[Date Prev][Date Next][Thread Prev][Thread Next][Date Index][Thread Index]

#4894: Agency assists new Haitian homeowners (fwd)

From: nozier@tradewind.net

Published Sunday, August 13, 2000, in the Miami Herald NORTH MIAMI
 Agency assists new Haitian homeowners BY KERLINE ASTRE 

 Leomene Pierre knows firsthand about realizing her dreams. The North
Miami resident purchased a house in 1994 thanks to the Little Haiti
 Housing Association, a community-based organization that specializes in
helping low-income families become homeowners. ``We are a special
community with special needs. Haitian people don't just have
 immigration problems,'' said Vayola Hercules, the agency's director of
 developmental resources. The housing association's latest success story
is a 33 two- and three-bedroom town house development at 14600 NE Third
Ct. in North Miami. The units will help others like Pierre become
homeowners. After two years of construction, a ribbon cutting was held
July 19 for the development. North Miami Mayor Frank Wolland and
Miami-Dade County Mayor Alex Penelas attended.

 At 181 NE 82nd St., the housing association has been in operation since
the late 1980s. The housing agency's mission is to promote and support
self-reliance by providing affordable housing, thus helping to improve
the lives of Little Haiti residents. ``Housing is a problem everywhere,
but as a city, ours is above the average,'' Hercules said. ``And at our
organization we work toward remedying that problem.'' More specifically,
the agency buys houses from sources such as the federal Housing and
Urban Development Department. The homes are repaired, renovated and then
resold at below-market prices.

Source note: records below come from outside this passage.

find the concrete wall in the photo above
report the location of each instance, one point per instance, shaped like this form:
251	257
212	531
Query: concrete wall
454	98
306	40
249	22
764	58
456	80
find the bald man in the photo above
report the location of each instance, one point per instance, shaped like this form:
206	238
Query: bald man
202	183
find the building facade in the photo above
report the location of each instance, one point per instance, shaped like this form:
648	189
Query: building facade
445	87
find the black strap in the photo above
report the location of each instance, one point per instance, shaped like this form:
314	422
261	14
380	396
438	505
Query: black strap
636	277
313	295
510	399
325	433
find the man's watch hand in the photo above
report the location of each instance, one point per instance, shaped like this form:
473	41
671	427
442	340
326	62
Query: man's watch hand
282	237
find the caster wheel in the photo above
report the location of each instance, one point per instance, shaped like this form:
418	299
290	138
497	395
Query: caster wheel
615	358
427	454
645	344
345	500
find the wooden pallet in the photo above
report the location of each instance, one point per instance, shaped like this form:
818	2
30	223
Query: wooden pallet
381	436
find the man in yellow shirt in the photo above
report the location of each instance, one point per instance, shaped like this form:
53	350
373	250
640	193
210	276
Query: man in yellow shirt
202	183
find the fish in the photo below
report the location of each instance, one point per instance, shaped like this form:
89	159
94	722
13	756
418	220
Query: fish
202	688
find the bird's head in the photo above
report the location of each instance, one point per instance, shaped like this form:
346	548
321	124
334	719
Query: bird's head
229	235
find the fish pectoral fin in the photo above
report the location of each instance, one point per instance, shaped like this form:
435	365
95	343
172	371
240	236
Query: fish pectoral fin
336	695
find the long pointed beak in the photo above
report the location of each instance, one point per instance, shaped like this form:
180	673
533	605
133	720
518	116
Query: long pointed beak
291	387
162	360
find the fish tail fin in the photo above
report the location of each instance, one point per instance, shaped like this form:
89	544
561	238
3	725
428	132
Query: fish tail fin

In addition, the organization also builds
new homes.
 Although the agency caters predominantly to the Haitian community, it
serves any South Florida resident. ``Anybody who hears about us can walk
in,'' Hercules said. To qualify, those seeking assistance must set up a
meeting with one of the organization's counselors who explain the
requirements for the program. Those who meet the criteria must attend a
six-week Home Ownership Education course during which prospective buyers
are briefed on budgeting techniques, home maintenance and developing
good credit. Those who complete the course are given certificates. ``At
this point, we are confident they are able to own homes,'' said Antoine
 Auguste, the housing agency's executive director. Usually, if the
client is not ready to buy, LHHA provides the alternative of renting,
 which is also done at a low cost. Clients must still complete a similar
course that addresses the same topics, including a basic overview on the
rights and responsibilities of the tenant/landlord. Once clients become
homeowners, a Post Purchasers Program enables them to get information if
they encounter any problems. In addition to its home ownership
initiatives, the organization also sponsors an after-school program at
the agency's office in Little Haiti. 

 This gives their parents an opportunity to work so that they may be
able to maintain their homes. ``Our goal is to help as many people as we
can,'' said Hercules. ``We set goals every year and work diligently to
achieve them.'' This year's goal was to graduate 500 families. So far it
successfully has helped 235.  The next project is 15 condos and town
houses at Biscayne East -- an area within a 12-block radius of 650-677
NE 63rd St. ``Because of the Little Haiti Housing Association, I now
live comfortably,'' said Pierre, one of the agency's first clients.
Since buying her home, she has gotten her high school diploma and is now
an association board member. She lives with her three children in a
large three-bedroom home she obtained through the housing group.  ``I
recommend their services to anyone. They are good at what they do and I
wish them continued success,'' Pierre said.